The Influence Of Magnetic And Surface Forces On The Coagulation Of Hematite And Chromite

The coagulation of dispersions of weakly magnetic oxide mineral ultrafines (such as natural hematite or chromite) in an external magnetic field can be described from inter-particle forces. Essentially, coagulation occurs when the short range London-van der Waals interactions and the long range magnetic forces outweigh the stabilizing electrical double layer repulsion. From the classical colloid chemistry theory, we have calculated the various components of the potential energy for different sized particles at a series of ionic strengths and magnetic field intensities. We have related this theoretical analysis to experimental studies where the magnetic field-induced coagulation of ultrafines of natural hematite and chromite in aqueous suspensions was investigated using a laboratory scale electromagnetic solenoid.
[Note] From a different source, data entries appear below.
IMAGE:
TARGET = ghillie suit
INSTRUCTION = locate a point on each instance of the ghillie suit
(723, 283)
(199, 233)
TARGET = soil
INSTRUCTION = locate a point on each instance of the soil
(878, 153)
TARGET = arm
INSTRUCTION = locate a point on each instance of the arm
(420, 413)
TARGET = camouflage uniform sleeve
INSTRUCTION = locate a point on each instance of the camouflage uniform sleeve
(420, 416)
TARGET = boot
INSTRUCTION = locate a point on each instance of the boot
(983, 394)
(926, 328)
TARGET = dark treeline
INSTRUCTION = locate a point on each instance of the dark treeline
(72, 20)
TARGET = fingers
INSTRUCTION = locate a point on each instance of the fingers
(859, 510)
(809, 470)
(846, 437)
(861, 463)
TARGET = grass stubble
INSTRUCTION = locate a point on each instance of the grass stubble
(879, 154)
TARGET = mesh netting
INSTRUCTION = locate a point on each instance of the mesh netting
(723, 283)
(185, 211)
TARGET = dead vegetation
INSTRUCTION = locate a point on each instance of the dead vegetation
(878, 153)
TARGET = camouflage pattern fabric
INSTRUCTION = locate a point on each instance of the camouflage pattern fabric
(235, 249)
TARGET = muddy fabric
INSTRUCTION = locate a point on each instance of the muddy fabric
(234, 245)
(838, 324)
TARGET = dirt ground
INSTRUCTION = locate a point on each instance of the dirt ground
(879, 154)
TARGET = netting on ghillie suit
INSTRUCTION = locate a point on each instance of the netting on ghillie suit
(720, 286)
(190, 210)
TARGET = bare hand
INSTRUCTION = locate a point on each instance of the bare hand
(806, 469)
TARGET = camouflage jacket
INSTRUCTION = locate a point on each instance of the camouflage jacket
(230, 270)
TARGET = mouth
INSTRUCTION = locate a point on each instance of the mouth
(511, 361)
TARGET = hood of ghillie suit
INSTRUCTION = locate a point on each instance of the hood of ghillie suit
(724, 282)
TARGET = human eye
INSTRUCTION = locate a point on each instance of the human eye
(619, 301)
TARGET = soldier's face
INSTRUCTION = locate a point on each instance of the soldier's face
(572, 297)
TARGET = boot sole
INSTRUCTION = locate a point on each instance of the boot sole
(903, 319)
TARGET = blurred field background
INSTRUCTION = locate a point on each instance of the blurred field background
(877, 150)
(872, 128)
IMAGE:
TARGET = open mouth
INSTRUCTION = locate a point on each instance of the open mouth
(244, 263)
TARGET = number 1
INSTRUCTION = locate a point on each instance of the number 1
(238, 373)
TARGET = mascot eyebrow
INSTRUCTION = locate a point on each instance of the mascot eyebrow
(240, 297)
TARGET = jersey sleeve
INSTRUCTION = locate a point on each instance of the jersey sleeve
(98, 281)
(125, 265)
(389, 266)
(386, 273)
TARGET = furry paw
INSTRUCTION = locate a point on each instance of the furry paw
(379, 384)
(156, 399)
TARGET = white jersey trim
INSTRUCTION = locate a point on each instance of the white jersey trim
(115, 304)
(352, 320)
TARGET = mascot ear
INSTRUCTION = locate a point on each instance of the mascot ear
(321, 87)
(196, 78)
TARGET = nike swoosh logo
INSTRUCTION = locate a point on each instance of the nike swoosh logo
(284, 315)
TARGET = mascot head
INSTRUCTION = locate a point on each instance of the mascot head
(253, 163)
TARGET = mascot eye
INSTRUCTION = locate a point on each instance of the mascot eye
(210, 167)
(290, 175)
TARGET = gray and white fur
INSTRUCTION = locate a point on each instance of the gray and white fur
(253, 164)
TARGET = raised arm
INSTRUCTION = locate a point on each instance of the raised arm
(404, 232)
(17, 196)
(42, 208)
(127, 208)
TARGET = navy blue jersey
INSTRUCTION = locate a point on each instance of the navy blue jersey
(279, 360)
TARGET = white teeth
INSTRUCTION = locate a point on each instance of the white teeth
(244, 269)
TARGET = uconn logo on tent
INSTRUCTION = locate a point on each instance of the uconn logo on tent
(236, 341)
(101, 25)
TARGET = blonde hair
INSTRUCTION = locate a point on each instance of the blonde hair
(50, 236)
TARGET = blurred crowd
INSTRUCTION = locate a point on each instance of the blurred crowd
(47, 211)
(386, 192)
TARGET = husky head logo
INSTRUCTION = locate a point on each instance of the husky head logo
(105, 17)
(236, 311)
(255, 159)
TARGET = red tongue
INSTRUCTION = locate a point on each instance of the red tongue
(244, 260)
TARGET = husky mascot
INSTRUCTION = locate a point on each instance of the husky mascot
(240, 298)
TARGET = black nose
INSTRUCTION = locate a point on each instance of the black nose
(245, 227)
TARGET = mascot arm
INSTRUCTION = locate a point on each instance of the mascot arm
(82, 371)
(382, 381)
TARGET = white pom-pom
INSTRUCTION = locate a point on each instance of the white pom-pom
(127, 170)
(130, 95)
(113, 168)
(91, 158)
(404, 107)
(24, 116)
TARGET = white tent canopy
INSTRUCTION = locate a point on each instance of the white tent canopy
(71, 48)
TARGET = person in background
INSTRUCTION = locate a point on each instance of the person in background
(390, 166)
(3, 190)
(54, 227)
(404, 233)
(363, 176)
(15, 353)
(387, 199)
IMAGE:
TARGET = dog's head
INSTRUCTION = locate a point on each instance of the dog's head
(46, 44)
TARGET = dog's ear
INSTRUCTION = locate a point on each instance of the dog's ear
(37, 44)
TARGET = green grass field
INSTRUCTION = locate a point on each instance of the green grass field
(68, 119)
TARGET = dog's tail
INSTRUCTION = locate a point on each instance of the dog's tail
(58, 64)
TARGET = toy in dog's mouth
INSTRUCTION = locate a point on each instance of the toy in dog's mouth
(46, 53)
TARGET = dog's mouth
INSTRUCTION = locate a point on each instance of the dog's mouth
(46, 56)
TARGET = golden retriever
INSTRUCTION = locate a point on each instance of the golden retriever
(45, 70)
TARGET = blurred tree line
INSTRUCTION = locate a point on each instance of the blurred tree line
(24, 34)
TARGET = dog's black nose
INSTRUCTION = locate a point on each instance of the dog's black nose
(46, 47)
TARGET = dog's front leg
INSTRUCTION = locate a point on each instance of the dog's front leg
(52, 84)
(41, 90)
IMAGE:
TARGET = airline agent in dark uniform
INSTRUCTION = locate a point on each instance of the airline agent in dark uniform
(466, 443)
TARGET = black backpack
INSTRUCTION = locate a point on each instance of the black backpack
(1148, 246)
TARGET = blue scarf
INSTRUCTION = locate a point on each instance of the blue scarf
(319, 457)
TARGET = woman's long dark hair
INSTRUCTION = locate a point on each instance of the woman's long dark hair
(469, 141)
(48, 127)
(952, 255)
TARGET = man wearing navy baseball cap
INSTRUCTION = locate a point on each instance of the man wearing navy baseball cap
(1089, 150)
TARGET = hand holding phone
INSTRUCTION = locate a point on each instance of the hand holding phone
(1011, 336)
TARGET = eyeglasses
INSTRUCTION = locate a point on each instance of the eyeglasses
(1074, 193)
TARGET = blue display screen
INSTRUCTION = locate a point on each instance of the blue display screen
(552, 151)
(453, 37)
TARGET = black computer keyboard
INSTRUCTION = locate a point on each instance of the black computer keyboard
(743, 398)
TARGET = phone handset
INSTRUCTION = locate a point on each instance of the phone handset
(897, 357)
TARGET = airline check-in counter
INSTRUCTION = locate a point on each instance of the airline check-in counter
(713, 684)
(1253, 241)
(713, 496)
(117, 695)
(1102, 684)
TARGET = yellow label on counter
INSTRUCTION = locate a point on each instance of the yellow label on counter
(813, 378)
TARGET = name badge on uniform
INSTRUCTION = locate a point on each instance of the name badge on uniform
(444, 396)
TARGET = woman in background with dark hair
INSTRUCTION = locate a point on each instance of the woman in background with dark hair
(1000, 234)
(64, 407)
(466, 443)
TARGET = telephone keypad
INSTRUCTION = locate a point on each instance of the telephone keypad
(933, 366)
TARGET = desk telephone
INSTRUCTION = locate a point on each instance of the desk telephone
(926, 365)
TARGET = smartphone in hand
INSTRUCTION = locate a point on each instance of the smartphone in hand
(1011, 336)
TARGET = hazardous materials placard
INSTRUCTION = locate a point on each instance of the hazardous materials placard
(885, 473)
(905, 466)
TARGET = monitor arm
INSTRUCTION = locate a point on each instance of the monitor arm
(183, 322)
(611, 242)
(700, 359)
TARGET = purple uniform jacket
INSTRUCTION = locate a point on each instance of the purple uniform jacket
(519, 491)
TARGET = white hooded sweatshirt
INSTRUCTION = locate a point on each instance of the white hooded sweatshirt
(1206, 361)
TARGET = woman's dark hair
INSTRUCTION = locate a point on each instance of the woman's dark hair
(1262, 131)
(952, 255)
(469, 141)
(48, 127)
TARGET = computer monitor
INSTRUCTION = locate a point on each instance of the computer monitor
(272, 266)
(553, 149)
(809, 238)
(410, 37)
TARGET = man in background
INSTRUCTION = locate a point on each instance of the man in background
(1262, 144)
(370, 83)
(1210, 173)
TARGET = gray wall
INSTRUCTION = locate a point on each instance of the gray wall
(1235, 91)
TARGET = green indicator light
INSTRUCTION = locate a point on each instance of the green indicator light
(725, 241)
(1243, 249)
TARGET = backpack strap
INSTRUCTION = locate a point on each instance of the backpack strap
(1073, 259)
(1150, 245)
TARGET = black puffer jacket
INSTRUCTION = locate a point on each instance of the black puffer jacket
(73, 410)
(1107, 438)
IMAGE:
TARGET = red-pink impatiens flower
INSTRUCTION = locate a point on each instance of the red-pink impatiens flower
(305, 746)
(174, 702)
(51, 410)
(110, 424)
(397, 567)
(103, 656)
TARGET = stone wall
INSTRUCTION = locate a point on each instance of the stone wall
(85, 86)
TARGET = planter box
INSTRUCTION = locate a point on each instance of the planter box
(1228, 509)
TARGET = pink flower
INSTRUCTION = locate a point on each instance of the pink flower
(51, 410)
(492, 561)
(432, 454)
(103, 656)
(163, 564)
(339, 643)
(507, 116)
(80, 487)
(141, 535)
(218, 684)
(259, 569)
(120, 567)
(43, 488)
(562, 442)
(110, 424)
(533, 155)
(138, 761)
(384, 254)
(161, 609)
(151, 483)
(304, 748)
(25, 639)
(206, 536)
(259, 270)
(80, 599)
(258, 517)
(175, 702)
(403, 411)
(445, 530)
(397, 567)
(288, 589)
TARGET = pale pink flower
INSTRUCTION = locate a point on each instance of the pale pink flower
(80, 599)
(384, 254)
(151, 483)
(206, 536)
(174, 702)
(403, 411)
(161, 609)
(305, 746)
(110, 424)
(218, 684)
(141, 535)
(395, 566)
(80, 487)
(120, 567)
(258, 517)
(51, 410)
The experimental results relate the coagulation process (as determined by magneto-sedimentation analysis) to the particle size, the slurry pH and the external magnetic field. In the magnetic fields, maximum coagulation occurred near the pH of zero point of charge (pHzpc) of the minerals (where the electrostatic double layer repulsion was reduced to a minimum) enabling the particles to enter the "primary minimum" energy sink. On the other hand, in cases where the electrostatic repulsion was not suppressed, then the long range magnetic forces enabled coagulation to occur in the "secondary minimum". This caused the formation of chains which appeared to be relatively stable during sedimentation.